Curious - how many containers and machines images these days come with uv by default?
It's worth noting that this is not portable. The /usr/bin/env -S flag is not standardized by posix and not implemented on busybox.
Neither is Python.
Zx adds a couple nice ease of use things to node.js, designed to help shell scripting. Among other things, if you call /usr/bin/env zx, it will automatically retrieve any module imports you have in your code! https://github.com/google/zx
I have been doing this for a while. Voila:
#!/usr/bin/env -S uv run -q --no-project --python ">=3.12" --with "openai"
Who wants to give a script rights to download anything and configure and whatever? For development, sure it's ok.
Maybe surprisingly, JBang has offered this functionality for Java since 2020. Happy we have it un Python too, now.
Fantastic. I'm very impressed with Simon Willison in general (what a dynamo) and this in particular.
Simon is an impressive individual, but in this instance, you're praising the messenger and not the source.
> Code from this PR [1] by David Laban.
That leverages the features of uv run with embedding script dependencies [2].
[1] https://github.com/alsuren/sixdofone/pull/8 [2] https://docs.astral.sh/uv/concepts/projects/run/#running-scr...
Praise for everybody!
[dead]
What's `uv`? Oh, another Python package manager. Is it a new lunar cycle already?
Not to shit on anyone's hard work, but how is Python the only popular language whose package management situation is always actively getting more complicated?
I used to love Python, but I won't touch it anymore because I just don't have it in me to learn what the new idiomatic package management practices are in any given Python ecosystem.

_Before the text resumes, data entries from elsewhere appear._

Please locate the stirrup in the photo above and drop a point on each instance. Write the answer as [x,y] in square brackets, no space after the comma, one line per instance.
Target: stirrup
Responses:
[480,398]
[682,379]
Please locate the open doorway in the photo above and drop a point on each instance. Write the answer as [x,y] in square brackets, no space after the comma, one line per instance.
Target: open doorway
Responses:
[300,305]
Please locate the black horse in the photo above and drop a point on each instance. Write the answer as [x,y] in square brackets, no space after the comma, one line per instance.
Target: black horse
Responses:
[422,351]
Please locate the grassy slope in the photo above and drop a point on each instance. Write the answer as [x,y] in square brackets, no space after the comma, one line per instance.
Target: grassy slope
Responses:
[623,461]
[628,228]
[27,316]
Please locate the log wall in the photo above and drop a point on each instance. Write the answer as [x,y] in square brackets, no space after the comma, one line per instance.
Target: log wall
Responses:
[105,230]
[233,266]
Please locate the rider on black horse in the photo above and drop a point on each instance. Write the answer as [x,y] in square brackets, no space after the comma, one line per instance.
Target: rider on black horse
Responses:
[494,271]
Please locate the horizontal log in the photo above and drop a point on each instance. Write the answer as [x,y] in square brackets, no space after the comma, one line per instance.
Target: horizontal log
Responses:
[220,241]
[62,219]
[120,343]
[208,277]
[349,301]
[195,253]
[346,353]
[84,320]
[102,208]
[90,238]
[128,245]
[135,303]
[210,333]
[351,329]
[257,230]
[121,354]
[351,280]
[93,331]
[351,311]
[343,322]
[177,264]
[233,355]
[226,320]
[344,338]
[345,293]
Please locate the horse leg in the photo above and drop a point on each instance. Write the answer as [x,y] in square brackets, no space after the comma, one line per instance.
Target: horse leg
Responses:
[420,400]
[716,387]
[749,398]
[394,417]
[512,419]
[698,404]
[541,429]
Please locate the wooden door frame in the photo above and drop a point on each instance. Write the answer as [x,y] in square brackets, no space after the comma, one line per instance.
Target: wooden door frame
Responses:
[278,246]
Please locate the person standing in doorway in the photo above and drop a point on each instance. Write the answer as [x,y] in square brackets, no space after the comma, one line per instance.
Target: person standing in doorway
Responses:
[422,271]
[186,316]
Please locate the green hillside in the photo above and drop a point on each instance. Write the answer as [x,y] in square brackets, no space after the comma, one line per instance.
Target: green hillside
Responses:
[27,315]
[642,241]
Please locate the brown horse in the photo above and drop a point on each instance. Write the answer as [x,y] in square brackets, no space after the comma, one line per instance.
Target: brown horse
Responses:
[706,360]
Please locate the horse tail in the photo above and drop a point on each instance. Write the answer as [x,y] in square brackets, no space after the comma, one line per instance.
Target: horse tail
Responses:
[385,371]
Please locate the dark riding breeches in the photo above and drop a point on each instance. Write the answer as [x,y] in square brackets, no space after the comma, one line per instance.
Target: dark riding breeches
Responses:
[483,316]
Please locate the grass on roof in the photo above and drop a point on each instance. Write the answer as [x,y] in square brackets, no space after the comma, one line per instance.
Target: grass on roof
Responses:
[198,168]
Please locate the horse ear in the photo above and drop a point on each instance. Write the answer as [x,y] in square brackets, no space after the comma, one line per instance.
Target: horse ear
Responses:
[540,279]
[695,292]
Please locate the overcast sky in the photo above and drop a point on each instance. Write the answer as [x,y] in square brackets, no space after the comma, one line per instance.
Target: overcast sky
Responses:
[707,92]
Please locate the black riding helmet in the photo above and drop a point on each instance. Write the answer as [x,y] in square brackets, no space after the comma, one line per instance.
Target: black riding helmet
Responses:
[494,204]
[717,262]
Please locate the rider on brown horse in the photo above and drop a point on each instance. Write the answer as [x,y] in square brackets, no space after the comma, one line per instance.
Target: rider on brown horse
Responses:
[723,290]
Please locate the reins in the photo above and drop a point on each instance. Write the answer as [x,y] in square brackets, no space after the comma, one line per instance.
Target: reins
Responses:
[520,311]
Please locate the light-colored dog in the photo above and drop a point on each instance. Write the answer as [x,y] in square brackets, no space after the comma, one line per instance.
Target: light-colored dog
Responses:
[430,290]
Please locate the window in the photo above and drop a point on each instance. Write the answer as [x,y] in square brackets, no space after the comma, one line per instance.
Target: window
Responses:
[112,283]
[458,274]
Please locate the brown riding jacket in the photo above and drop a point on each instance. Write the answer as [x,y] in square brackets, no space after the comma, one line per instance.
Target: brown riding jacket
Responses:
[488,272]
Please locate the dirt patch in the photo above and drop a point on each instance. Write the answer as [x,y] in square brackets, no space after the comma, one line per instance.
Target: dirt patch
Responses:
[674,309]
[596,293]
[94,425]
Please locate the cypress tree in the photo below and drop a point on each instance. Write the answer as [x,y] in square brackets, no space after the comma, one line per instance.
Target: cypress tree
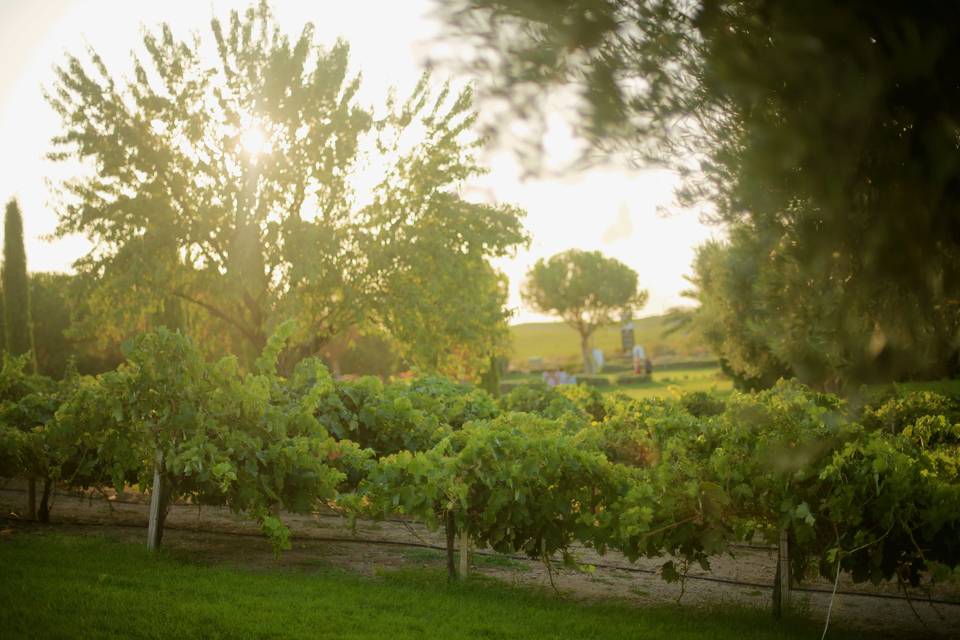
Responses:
[18,332]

For any aspiring language designers out there - take good notes about what happens if you don't bake package management into the official tooling.

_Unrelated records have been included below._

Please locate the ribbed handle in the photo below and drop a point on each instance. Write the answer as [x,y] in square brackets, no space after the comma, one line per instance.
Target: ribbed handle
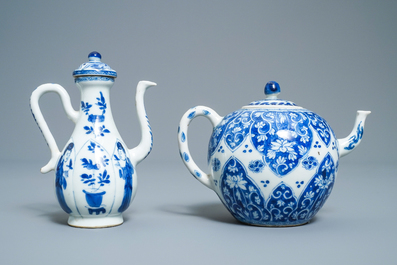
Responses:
[195,112]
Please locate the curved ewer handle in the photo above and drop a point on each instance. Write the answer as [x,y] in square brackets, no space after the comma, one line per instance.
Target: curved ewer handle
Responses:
[38,116]
[145,145]
[347,144]
[215,119]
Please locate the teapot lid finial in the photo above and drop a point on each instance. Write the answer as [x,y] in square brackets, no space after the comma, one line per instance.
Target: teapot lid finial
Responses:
[272,89]
[94,67]
[94,56]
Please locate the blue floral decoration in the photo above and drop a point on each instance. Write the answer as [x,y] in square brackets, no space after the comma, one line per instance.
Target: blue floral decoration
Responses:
[310,163]
[256,166]
[216,164]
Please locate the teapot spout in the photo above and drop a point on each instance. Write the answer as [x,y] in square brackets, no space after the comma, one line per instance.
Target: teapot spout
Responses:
[145,146]
[346,145]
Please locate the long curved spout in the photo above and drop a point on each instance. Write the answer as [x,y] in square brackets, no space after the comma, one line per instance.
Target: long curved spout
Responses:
[346,145]
[145,146]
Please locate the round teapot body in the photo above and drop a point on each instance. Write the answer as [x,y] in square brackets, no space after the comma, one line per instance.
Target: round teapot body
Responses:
[273,166]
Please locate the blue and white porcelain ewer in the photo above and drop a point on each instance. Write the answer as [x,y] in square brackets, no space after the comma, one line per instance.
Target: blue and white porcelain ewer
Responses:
[272,163]
[95,174]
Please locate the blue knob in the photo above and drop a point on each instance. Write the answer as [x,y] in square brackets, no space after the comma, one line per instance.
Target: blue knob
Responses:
[95,56]
[272,87]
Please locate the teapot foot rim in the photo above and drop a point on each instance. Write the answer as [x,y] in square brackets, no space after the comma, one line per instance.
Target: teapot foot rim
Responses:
[95,222]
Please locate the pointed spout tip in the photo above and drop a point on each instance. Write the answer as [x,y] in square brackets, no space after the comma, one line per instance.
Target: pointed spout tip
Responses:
[365,112]
[354,138]
[147,84]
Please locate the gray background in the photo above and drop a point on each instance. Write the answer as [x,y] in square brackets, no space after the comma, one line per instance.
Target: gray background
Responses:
[331,57]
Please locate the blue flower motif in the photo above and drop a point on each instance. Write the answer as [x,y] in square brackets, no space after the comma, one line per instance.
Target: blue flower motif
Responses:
[310,163]
[216,164]
[256,166]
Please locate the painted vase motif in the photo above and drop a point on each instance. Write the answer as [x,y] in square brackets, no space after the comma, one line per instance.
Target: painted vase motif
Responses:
[272,163]
[95,177]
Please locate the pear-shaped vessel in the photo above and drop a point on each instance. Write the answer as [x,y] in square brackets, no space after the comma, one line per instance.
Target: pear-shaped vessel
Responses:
[95,174]
[272,163]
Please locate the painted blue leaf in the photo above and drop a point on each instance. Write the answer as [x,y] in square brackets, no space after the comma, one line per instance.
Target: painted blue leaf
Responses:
[186,157]
[191,115]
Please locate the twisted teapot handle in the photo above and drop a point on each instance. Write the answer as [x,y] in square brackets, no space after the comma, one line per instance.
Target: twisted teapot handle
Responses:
[195,112]
[38,116]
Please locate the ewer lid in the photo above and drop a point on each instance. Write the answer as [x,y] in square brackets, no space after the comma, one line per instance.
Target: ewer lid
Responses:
[94,67]
[272,89]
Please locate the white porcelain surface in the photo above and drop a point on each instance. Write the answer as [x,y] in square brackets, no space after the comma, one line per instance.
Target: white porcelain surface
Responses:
[272,163]
[95,174]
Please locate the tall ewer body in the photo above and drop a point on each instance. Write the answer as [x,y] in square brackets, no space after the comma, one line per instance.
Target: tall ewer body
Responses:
[95,174]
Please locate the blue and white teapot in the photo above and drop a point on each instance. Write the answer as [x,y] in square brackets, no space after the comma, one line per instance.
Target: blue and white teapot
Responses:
[95,174]
[272,163]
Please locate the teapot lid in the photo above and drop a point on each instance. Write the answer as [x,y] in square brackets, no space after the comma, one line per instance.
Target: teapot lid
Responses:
[94,67]
[272,89]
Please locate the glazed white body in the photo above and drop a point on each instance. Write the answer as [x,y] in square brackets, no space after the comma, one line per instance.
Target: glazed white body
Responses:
[272,165]
[95,176]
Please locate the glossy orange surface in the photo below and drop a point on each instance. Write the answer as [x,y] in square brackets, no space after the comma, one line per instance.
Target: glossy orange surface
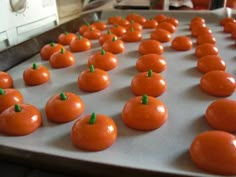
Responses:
[80,44]
[62,59]
[6,80]
[96,136]
[150,46]
[36,75]
[103,60]
[49,49]
[182,43]
[154,62]
[21,123]
[64,107]
[9,97]
[218,83]
[93,80]
[153,85]
[142,115]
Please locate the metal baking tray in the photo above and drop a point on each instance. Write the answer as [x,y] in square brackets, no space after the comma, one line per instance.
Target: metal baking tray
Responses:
[164,151]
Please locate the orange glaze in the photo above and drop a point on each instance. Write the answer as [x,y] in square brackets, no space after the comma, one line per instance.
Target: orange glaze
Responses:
[6,80]
[9,97]
[218,83]
[144,113]
[36,75]
[19,120]
[64,107]
[150,83]
[94,132]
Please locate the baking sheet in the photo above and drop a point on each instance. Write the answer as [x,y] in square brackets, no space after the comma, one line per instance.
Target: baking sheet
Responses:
[161,150]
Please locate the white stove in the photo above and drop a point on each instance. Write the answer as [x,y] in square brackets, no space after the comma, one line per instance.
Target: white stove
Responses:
[23,19]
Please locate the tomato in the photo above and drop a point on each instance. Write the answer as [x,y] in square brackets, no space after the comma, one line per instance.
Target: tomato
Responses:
[131,16]
[181,43]
[218,83]
[161,35]
[36,75]
[160,18]
[106,37]
[172,20]
[99,25]
[227,20]
[215,152]
[221,115]
[229,27]
[134,25]
[80,44]
[136,18]
[132,35]
[84,28]
[150,46]
[200,31]
[20,119]
[151,61]
[198,19]
[9,97]
[62,59]
[93,80]
[66,38]
[94,132]
[103,60]
[140,19]
[123,22]
[205,49]
[210,63]
[6,80]
[206,38]
[150,23]
[150,83]
[92,33]
[144,113]
[64,107]
[49,49]
[233,34]
[114,46]
[167,26]
[118,30]
[114,19]
[196,24]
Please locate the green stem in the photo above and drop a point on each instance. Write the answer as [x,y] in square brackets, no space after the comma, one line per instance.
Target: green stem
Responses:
[92,119]
[103,52]
[34,66]
[62,50]
[52,44]
[91,68]
[150,73]
[2,92]
[17,108]
[114,39]
[63,96]
[80,37]
[145,99]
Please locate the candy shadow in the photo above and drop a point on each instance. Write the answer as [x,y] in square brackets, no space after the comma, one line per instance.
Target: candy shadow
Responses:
[123,130]
[196,93]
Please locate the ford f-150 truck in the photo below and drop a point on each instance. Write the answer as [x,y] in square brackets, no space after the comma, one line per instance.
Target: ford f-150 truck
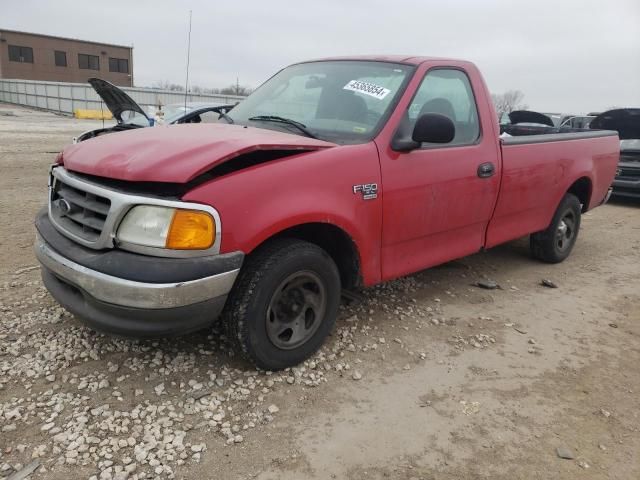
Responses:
[333,174]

A lot of very experienced people in the Python world are taking uv very seriously.
Sometimes if you reinvent the wheel enough times you eventually get a round one.

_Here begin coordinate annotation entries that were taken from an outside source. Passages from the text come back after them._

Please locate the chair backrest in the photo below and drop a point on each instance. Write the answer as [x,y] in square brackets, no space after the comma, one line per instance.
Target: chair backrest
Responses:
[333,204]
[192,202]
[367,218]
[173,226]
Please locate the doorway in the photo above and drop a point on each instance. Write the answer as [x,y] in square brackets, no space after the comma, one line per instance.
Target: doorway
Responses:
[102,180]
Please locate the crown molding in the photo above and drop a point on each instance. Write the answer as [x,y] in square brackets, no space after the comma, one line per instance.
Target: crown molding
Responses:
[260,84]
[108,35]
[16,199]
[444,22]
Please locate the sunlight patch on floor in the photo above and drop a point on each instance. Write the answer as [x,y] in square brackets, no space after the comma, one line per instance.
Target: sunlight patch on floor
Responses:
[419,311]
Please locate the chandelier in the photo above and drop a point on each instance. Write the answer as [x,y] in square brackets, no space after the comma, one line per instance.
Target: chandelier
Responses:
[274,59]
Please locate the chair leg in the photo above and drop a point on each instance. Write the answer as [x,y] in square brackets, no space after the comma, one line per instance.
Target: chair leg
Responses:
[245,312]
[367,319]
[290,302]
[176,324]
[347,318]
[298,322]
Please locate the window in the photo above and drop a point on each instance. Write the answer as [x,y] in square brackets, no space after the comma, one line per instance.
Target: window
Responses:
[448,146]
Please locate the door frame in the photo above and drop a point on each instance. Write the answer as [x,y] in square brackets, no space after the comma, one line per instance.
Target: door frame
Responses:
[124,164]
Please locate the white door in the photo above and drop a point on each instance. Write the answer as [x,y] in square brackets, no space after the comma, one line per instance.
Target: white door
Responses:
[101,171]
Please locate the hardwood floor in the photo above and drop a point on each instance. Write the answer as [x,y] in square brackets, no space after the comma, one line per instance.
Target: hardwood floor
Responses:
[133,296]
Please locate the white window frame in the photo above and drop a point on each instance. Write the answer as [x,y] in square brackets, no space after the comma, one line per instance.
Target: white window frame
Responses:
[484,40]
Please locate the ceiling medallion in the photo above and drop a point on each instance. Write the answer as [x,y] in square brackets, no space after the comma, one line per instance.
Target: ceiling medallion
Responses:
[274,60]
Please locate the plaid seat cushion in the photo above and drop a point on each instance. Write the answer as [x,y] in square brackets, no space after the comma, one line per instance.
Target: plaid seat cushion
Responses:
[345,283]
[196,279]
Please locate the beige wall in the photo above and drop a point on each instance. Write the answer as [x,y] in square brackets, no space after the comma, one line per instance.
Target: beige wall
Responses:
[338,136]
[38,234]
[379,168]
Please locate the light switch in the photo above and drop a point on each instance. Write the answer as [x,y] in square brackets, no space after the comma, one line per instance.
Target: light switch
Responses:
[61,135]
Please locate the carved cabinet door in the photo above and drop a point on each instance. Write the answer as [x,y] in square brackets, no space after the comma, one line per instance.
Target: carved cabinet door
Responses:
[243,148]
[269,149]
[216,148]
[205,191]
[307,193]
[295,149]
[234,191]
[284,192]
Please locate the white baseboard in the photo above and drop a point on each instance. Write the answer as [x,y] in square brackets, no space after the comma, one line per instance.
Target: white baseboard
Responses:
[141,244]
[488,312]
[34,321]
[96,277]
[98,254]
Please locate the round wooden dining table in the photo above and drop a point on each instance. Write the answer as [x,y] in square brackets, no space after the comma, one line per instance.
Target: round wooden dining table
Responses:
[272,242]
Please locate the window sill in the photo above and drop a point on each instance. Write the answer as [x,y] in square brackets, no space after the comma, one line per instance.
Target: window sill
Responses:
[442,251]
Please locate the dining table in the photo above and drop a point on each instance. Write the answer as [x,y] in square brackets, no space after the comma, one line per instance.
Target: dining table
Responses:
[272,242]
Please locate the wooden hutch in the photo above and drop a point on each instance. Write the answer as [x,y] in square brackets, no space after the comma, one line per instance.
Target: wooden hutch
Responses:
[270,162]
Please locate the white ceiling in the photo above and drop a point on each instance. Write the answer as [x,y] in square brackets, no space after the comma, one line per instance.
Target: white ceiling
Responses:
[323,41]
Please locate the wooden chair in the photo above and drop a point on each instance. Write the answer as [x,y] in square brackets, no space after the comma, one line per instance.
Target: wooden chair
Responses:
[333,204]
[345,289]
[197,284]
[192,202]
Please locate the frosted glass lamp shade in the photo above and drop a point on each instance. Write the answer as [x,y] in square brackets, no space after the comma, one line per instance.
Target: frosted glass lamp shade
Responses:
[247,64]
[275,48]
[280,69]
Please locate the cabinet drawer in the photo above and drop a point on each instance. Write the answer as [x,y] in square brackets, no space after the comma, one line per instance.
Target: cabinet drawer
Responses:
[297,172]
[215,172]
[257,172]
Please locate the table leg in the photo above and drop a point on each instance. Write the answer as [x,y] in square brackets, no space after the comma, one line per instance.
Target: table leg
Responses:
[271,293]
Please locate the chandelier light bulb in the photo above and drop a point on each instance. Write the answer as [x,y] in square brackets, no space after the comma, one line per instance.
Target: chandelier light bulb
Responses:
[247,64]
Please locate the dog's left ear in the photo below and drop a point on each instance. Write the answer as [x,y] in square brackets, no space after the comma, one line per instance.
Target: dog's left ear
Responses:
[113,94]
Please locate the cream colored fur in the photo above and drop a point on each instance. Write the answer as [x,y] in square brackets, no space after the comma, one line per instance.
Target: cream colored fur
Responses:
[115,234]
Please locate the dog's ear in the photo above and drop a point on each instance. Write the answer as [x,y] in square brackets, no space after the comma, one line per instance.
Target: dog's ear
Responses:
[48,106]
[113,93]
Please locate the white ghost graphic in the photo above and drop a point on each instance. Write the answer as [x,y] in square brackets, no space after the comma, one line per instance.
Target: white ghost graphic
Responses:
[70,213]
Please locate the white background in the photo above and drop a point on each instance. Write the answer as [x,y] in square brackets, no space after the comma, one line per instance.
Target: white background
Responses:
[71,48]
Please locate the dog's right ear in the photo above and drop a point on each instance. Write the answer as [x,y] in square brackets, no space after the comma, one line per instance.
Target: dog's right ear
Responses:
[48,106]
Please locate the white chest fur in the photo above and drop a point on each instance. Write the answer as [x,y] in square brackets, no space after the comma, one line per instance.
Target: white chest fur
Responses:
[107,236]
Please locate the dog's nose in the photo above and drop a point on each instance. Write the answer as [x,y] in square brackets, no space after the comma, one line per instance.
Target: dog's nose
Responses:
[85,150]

> how is Python the only popular language whose package management situation is always actively getting more complicated?
I don't think it is? Did javascript suddenly get boring when I looked away?
> I used to love Python, but I won't touch it anymore because I just don't have it in me to learn what the new idiomatic package management practices are in any given Python ecosystem.
While people keep trying to invent newer better options, you can in fact manage 95% of cases with just pip+virtualenv. (Granted, the other 5% is a quick descent to madness, usually courtesy of non-Python integrations.)
the problem isn't virtualenv itself, it's that using one is cumbersome. python-wool, that I wrote, works around this but still requires technical understanding before you're fully able to use it. you're right that those are 95% of the way there, but that last 5% is where people get lost.